We have been updating VMWare tools on our entire estate to the latest version (About 50%) through. - Version 9.4.12, build 2627939
As part of the Tools upgrade we are also installing the Intraspection drivers (to allow communication with the VShield Anti-virus (We use Kaspersky))
We rebooted the machines after the tools upgrade.
On Monday I upgraded the tools on 3 of our Virtual 2008R2 Domain Controllers. Thursday evening All 3 of our domain controllers hung (black screen) and we are trying to troubleshoot this issue, but it appears that it points toward the Intraspection drivers/VShield.
So just to answer the question above if it is fixed in 5.5 update 2... it appears not.
Any help with this issue is appreciated.
I just wanted to chime in and say that we are seeing this in our vSphere 6 (latest version of everything) environment, so apparently it still isn't fixed.

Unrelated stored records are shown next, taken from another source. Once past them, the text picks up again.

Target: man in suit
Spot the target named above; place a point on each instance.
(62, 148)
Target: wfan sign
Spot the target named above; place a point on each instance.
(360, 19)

My primary fileserver blue screens every few days now if I have the anti-virus turned on.
I had to upgrade the tools version because (as noted below) the older versions have a weird problem with Excel files and network shares, so now I either can't run anti-virus at all, people can't save Excel files, or I get random blue screens.
I really wish I had seen this before I upgraded to 6, and I can't believe this hasn't been fixed yet!
vSphere 6 shipped with VMTools 10.0.0 which has issues with Endpoint, see
If you're having issues with VMs on vSphere 6.0 that leverage Endpoint update to 10.0.8.